In 1938, an air rescue expedition on three heavy aircraft began evacuating wintering men, leaving only the minimum necessary on ships. The expedition leader insisted on the need to remain until the end of the drift, but he was requested to Leningrad. Began the search for "scapegoats". 
July 24, 1938 Samoilovich was arrested in Kislovodsk, in a sanatorium, where he was treated after wintering. There were no reports about the arrest of “the enemy of the people” Samoylovich. He disappeared, went into the unknown. His name has disappeared from all subsequent publications. According to a certificate received by relatives in 1999, Samoylovich was accused of “... being an agent of German and French intelligence services, creating an anti-Soviet wrecking organization at the institute ...”. On March 4, 1939, he was sentenced to death and executed on the same day. 
An island west of the October Revolution Island. Named in 1932, by members of the expedition   on the icebreaker steamer "Rusanov". In 1938–1965 island called Dlinniy. 
Bay on the west coast of the southern island of New Earth. In 1925, named by the commission of the Northern Hydrographic Expedition chaired by N.I. Yevgenov. 

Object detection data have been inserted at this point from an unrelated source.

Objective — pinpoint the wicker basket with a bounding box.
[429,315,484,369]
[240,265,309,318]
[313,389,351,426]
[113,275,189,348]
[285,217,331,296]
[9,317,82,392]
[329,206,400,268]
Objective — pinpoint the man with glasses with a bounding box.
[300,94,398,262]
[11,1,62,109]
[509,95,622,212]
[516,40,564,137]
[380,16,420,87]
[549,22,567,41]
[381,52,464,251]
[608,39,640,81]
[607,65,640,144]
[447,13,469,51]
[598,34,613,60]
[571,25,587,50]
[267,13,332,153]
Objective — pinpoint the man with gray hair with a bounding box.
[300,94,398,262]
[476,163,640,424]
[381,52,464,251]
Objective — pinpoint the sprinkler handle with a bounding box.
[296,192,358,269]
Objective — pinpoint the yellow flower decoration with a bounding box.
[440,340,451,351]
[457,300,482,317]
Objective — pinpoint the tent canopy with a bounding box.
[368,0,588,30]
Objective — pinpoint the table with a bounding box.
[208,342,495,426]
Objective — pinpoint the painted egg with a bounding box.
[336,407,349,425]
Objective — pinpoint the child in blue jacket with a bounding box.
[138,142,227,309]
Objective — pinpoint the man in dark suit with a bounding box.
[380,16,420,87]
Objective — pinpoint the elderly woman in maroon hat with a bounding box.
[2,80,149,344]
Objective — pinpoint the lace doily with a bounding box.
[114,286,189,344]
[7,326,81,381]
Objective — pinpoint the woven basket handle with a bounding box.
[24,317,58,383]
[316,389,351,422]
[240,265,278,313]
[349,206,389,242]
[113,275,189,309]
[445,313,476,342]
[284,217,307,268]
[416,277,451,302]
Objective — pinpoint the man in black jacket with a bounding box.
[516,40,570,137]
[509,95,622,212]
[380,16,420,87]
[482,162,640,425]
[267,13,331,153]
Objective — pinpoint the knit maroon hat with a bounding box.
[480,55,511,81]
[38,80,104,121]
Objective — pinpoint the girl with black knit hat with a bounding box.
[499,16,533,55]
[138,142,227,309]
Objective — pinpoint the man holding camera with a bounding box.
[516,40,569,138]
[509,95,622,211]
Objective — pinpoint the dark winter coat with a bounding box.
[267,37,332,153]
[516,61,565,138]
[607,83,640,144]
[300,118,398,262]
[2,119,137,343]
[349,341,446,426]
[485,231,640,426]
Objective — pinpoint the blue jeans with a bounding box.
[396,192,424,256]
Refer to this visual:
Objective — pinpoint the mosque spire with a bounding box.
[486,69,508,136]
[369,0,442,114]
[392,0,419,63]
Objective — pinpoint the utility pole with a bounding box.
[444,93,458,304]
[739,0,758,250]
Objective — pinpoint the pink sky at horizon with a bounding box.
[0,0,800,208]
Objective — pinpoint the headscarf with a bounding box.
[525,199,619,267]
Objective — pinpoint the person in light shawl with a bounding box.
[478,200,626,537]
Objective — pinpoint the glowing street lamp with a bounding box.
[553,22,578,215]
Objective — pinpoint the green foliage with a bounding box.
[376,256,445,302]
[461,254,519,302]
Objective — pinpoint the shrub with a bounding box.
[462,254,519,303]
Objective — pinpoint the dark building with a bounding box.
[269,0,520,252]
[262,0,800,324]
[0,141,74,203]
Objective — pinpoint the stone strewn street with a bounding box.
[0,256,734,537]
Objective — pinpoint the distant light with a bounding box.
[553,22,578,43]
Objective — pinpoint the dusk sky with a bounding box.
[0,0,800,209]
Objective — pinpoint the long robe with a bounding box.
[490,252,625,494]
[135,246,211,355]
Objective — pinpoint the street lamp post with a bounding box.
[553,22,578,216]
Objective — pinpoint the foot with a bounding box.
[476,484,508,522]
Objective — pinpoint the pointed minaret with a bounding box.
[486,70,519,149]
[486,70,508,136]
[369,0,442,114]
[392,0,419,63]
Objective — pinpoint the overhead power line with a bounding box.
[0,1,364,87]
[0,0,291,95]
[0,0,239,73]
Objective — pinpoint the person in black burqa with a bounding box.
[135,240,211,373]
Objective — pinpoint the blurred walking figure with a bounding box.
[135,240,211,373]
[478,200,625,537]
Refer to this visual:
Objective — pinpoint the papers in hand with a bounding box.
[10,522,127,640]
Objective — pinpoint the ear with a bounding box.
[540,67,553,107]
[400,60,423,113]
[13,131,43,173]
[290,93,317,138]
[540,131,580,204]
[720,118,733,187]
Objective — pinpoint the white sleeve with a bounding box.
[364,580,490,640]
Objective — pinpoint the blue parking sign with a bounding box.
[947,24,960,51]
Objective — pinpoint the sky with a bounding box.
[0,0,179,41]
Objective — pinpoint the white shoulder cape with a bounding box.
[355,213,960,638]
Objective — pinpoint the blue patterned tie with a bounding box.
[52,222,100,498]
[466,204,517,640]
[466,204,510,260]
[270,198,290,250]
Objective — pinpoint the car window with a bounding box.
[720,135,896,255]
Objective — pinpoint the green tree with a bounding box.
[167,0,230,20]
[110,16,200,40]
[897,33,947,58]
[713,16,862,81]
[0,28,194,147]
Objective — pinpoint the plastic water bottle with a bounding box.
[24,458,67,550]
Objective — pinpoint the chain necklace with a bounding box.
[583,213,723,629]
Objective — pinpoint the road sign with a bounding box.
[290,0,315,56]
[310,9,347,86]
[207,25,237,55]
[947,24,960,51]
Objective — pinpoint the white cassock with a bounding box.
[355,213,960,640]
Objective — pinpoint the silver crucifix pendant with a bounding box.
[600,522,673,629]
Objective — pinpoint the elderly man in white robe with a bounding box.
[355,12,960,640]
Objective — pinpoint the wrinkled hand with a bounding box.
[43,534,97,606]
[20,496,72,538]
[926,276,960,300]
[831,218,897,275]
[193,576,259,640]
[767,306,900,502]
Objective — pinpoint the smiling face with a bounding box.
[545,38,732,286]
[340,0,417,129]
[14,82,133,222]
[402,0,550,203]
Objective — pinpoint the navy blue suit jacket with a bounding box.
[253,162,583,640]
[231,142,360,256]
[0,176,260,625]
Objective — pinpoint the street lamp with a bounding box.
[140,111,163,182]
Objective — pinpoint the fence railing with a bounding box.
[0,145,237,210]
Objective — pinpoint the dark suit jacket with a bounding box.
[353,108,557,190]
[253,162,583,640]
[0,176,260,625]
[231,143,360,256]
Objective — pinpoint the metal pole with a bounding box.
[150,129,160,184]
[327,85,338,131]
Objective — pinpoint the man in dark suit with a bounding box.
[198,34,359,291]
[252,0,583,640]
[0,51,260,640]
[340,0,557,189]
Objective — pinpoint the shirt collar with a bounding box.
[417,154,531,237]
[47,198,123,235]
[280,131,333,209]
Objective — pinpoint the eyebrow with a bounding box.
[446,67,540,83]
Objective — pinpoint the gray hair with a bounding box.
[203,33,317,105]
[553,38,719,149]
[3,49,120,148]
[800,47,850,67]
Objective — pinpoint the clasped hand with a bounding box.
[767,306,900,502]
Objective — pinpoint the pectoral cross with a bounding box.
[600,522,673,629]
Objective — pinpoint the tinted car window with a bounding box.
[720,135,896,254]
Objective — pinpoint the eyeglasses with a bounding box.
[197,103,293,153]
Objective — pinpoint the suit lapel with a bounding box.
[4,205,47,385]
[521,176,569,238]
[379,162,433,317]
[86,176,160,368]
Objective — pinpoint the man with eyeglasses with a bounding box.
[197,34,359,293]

The strait between the islands of the Royal Society and Lee Smith in the archipelago of Franz Josef Land. The name was given in 1930, apparently by the head of the polar station “Tikhaya Bay” I.M. Ivanov. 
The ice dome in the southeast of the island of Karl Alexander in the archipelago of Franz Josef Land. Named in 1963 by Arctic and Antarctic Research Institute staff. The name was approved by the decision of the Arkhangelsk Regional Executive Committee of August 26, 1963.